« Avez-vous travaillé ? ». Chaque mois, les personnes inscrit-es à Pôle Emploi répondent au même questionnaire, qui va conditionner le versement de leur allocation. Mais la période d’actualisation qui s’ouvre le 28 janvier introduit une nouveauté aux conséquences encore floues : le journal de la recherche d’emploi, présenté comme une « évolution » qui « enrichit l’actualisation ». Chaque mois, les demandeurs·euses d’emploi devront renseigner toutes les démarches effectuées en vue de retrouver un job ou de créer une entreprise. Alors que la vidéo de présentation disponible sur Youtube fait passer ce journal pour une étape joyeuse et nécessaire du parcours qui mènera le demandeur d’emploi vers le métier de ses rêves [1], le dispositif constitue en fait une nouvelle mesure de contrôle des chômeur-euses.
Dans le Doubs, l’un des départements concernés par cette expérimentation [2], la coordination des intermittent·es et précaires de Franche-Comté appelle les demandeur·euses d’emplois des départements concernés par le test à ne pas tenir compte de cette mesure de justification de recherche d’emploi au cours de l’actualisation [3].
« Serons nous radié·es suivant les réponses ? »
Dans son communiqué, la coordination des intermittents et précaires indique avoir demandé des explications sur ce nouveau « journal », et avoir obtenu les réponses suivantes : « Vous n’êtes pas concernés » ; « Cette démarche n’est pas obligatoire » ; « Ce n’est pas du contrôle ». Ces réponses, à priori rassurantes, tranchent avec le ton qu’on trouve par ailleurs. Sur l’application Pôle Emploi, les personnes inscrites ont reçu le message suivant : « Vous devrez , à partir du 28 janvier 2020, déclarer vos démarches de recherche d’emploi » ; quant au texte du décret du 26 juillet 2019 organisant l’expérimentation du journal de la recherche d’emploi, il parle bien d’une « obligation de renseignement du journal ». Il ne s’agit donc pas, comme le dit la voix off de la vidéo de Pôle Emploi, d’un « moment permettant de prendre du recul sur vos recherches », mais bien d’une nouveau type de contrôle auxquels doivent se soumettre les chômeur·euses.

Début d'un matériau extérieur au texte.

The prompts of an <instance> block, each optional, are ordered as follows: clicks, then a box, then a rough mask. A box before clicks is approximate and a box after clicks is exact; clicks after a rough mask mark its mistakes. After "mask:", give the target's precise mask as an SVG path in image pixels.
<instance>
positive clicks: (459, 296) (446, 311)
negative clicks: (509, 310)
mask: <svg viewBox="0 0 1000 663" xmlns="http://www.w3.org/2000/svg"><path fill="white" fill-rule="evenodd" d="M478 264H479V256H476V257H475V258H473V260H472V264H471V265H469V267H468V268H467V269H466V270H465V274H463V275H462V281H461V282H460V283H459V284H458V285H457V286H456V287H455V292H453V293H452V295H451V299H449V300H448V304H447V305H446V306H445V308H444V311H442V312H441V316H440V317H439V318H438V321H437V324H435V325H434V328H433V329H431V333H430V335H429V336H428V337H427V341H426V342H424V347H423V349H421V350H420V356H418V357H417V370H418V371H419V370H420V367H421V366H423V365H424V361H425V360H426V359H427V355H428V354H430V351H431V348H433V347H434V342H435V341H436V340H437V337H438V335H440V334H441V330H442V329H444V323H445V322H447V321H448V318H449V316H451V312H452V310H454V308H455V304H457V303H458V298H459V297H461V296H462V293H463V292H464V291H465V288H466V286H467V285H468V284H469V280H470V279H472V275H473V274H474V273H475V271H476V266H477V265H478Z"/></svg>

Malgré le ton rassurant de Pôle Emploi (« Il n’y a pas de bonne ou de mauvaise réponse », « Cela n’a aucun impact sur vos allocations »), les précaires du Doubs ne s’en laissent pas compter :
Nous ne voyons pas d’un bon œil ce nouvel outil dans la mesure où nous sommes déjà soumis à des accompagnements avec des conseillers.ères. Si dans un premier temps, certaines réponses en provenance du service public de l’emploi peuvent laisser entendre une étape « facultative », nous ne savons toutefois pas comment vont être traitées les données, ni comment va évoluer le questionnaire au fil du temps : quand bien même on nous assure une mesure non punitive, quid d’une série d’actualisation de trois mois chômés sans réponses au journal ? Devrons nous fournir d’autres preuves ? Serons-nous convoqué·es plus souvent ? Serons nous radié·es suivant les réponses ? [...] Nous refusons cette méthode d’actualisation. Nous demandons à Pôle Emploi de supprimer cet outil inadapté et irrespectueux. Non à la suspicion permanente de malhonnêteté des demandeur·euses d’emplois !
Alors que la dernière réforme de l’assurance chômage durcit les conditions qui permettent d’ouvrir des droits et se traduira par une chute brutale du montant des indemnisations, et que le gouvernement a les yeux rivés sur l’évolution des chiffres du chômage, difficile de croire que ce journal ne constitue pas, à terme, un outil supplémentaire pour procéder à des radiations.